# What Time Is It?  Adventure Time!



## Werebat (Oct 5, 2013)

"I think 2013 will go down in pop culture as the year of the geek. I can’t think of any other time in my life when everything I love is front and center, in-your-face, practically mainstream. The rpg industry has had an explosion of creativity, with really great games like 13th Age, Numenera, and Star Wars: Edge of the Empire quickly taking the foreground. Fantasy-based shows like Once Upon a Time and Arrow are back for a second season, and new geek shows like Marvel’s Agents of S.H.I.E.L.D., Heroes of Cosplay, and Fangasm are flooding the tv channels."

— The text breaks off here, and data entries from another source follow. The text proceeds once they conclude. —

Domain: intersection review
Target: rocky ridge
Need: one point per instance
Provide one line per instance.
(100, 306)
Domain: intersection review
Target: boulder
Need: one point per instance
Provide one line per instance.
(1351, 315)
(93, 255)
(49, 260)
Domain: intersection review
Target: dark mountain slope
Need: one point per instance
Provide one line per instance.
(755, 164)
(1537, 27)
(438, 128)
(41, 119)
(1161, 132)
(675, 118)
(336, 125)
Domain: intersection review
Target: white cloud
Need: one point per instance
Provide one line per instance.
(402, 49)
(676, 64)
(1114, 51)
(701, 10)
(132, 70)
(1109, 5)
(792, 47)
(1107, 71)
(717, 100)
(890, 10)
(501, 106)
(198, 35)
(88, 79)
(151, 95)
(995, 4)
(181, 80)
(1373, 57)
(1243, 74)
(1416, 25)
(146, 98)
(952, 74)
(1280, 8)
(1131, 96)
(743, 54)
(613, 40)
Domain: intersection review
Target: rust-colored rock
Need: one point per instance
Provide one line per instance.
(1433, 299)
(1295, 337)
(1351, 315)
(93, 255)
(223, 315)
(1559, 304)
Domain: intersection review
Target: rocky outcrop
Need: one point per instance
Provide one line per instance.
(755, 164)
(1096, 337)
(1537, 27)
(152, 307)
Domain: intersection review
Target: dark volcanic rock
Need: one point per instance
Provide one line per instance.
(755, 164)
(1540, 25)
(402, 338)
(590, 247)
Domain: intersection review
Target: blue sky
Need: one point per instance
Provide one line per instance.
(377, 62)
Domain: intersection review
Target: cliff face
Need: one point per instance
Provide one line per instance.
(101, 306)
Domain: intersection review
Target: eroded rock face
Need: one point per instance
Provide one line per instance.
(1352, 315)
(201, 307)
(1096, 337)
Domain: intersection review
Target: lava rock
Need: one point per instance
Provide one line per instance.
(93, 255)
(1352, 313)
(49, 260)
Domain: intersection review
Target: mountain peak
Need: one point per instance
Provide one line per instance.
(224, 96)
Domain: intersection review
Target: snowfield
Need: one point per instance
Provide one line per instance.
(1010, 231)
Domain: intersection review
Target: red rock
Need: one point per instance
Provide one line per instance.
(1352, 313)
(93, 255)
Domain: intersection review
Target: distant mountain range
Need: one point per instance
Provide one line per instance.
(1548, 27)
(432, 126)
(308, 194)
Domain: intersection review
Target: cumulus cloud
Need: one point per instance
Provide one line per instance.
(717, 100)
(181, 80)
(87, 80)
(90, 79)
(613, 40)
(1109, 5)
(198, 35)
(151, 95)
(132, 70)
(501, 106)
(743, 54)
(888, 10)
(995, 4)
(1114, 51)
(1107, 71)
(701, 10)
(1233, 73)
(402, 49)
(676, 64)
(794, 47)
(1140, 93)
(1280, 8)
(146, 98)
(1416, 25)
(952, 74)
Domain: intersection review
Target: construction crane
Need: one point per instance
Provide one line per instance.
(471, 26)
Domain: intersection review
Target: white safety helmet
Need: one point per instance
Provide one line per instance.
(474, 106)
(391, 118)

I...  I've never heard of any of these things.

Now I just feel old.


----------



## frankthedm (Oct 5, 2013)

delete this


----------



## Kinak (Oct 23, 2013)

Great overview!

Seriously, I don't watch TV at all, so it's nice to know what's out there. My spouse and I might grab a modern TV show after we catch up on Star Trek... but we're in Season 2 of the Original Series now.

Not a show, but I'm still working out the kinks of Legend of Zelda (or WoW raid) style bosses in Pathfinder. It's certainly been an interesting experience 

Cheers!
Kinak


----------